O prefeito de São Paulo, Bruno Covas (PSDB), morreu às 8h20 deste domingo (16) aos 41 anos, em São Paulo, informou a prefeitura, em nota. Desde 2019, ele lutava contra um câncer no sistema digestivo com metástase nos ossos e no fígado. Deixa o filho Tomás, de 15 anos.

De acordo com o comunicado, Covas morreu “em decorrência de um câncer da transição esôfago gástrica, com metástase ao diagnóstico, e suas complicações após longo período de tratamento.”

O corpo de Bruno Covas será velado no Edifício Matarazzo, sede da Prefeitura de São Paulo, às 13h. Somente familiares e amigos próximos devem participar de uma cerimônia restrita, para evitar aglomerações na pandemia. Após a cerimônia, um cortejo em carro aberto vai percorrer a região central da cidade, em trechos como o Viaduto do Chá e Rua da Consolação, até chegar na região da Avenida Paulista. O prefeito vai ser sepultado em sua cidade natal, Santos, no litoral paulista. A cerimônia será restrita aos familiares.

POLÊMICA RECENTE

Já se tratando do câncer, Bruno Covas foi muito criticado por estar entre os convidados da final da Copa Libertadores, no Maracanã, em janeiro. Santista declarado, Covas e mais cerca de 5 mil convidados assistiram ao vivo a vitória do Palmeiras sobre o Santos.

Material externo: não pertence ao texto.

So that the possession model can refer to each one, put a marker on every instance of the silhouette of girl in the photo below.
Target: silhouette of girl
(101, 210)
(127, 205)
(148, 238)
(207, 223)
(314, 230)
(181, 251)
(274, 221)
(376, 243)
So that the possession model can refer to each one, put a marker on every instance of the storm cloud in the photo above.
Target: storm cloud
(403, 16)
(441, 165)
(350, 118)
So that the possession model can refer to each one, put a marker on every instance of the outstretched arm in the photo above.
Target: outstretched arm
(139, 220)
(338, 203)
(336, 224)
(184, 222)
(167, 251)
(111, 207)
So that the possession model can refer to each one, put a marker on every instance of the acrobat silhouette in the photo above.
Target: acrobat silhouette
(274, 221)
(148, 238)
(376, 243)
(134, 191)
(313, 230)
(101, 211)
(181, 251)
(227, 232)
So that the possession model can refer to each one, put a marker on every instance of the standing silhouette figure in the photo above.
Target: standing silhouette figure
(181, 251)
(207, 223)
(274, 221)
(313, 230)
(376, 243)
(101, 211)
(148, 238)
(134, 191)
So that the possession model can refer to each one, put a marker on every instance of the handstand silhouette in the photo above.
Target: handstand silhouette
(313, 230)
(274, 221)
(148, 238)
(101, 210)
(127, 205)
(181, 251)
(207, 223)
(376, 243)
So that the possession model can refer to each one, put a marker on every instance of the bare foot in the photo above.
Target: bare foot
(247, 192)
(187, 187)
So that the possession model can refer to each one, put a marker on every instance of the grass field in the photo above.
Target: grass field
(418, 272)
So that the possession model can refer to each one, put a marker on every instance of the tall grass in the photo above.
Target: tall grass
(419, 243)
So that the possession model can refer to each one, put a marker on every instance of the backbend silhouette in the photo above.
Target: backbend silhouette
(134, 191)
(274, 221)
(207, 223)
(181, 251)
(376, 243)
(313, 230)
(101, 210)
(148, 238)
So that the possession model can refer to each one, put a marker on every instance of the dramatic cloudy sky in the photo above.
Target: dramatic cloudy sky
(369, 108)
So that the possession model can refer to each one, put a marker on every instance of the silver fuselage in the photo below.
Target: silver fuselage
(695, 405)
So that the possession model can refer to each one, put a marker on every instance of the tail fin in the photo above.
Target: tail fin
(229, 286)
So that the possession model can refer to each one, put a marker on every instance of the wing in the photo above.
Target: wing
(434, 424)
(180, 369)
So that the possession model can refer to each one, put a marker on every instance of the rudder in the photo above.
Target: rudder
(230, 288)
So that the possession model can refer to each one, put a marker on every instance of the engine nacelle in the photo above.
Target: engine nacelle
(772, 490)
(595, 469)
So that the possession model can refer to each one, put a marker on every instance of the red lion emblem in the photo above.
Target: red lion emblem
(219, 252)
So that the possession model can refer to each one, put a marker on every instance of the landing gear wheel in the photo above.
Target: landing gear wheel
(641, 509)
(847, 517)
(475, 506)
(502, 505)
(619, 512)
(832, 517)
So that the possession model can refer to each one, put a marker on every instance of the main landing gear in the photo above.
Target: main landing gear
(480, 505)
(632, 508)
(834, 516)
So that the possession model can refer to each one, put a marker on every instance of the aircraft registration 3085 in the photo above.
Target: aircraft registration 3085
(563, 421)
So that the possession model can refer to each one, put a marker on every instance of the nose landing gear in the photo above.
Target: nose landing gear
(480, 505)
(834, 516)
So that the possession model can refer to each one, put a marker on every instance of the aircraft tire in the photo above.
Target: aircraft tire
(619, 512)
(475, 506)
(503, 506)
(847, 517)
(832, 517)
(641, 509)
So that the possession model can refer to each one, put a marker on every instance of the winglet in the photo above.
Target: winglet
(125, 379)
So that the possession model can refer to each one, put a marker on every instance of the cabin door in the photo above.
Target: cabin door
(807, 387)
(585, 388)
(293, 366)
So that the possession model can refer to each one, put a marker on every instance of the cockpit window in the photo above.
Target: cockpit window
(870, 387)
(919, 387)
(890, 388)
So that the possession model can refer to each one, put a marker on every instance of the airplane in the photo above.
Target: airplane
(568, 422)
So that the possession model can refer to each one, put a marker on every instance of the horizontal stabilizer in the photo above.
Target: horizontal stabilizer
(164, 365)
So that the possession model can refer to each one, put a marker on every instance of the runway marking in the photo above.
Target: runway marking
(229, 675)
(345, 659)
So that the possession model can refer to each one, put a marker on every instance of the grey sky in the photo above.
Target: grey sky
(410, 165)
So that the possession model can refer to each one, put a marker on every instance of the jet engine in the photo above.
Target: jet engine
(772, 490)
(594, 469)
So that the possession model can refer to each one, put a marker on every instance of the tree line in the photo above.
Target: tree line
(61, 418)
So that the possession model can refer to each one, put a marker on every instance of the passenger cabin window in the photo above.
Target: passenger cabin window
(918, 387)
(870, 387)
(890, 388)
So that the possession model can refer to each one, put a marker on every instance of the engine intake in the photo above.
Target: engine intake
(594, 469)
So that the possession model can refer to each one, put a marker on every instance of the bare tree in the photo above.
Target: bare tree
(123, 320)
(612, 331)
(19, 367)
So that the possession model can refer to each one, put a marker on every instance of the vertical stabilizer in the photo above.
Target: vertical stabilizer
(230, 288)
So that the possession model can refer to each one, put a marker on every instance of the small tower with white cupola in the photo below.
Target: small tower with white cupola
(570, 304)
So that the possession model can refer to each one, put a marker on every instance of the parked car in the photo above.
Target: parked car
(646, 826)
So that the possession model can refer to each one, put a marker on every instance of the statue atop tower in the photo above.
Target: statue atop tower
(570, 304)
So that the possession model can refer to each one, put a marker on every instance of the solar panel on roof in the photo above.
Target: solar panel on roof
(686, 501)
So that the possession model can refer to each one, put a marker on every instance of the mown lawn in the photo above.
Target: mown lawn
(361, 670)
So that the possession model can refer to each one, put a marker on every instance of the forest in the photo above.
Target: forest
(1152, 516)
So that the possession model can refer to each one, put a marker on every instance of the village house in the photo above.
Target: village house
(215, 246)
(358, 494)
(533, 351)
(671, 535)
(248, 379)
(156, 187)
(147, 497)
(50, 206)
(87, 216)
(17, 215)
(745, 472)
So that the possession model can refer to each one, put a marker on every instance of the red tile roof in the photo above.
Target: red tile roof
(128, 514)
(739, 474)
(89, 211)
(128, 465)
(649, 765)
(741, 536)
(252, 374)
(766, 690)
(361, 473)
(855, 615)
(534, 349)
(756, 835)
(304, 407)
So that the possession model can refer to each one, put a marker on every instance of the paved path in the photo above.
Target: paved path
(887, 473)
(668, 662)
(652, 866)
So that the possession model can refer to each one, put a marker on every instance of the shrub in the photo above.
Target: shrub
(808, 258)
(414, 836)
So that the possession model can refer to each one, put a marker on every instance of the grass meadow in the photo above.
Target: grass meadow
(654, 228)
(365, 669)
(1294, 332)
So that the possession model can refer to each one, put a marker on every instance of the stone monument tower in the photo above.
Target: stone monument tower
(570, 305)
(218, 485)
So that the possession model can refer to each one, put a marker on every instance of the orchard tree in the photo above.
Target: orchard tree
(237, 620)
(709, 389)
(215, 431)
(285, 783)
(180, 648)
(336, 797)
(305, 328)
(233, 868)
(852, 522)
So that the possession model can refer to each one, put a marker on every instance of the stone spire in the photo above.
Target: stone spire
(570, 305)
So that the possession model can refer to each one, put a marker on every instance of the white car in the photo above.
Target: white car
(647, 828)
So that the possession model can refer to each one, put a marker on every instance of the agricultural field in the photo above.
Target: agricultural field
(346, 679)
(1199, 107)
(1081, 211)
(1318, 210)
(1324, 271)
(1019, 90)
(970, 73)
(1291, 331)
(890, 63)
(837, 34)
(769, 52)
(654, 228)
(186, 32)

O prefeito, então na época, afirmou que aceitou o convite, mesmo sabendo da pandemia, porque queria passar este momento de lazer ao lado de seu filho. O Santos lamentou nas redes sociais a morte de Covas e postou foto dele com o seu filho.

 TRAJETÓRIA DE VIDA

Filho de Pedro Lopes e Renata Covas Lopes e pai do jovem Tomás Covas, Bruno nasceu em Santos, no litoral paulista, no dia 7 de abril de 1980, e foi advogado, economista e político brasileiro.

Mudou-se para a capital paulista em 1995 e, dois anos depois, filiou-se ao PSDB, seguindo os passos do avô, o ex-governador Mário Covas (1930-2001), sua grande inspiração e influência política . No partido, chegou a ser presidente estadual e nacional da Juventude do PSDB e ocupou cargos na Executiva Estadual.

Sua carreira política começou em 2004, quando se candidatou a vice-prefeito de sua cidade natal. Dois anos depois, foi eleito deputado estadual na Assembleia Legislativa de São Paulo e reeleito para o mesmo cargo e m 2010, com mais de 239 mil votos, sendo o mais votado daquele ano.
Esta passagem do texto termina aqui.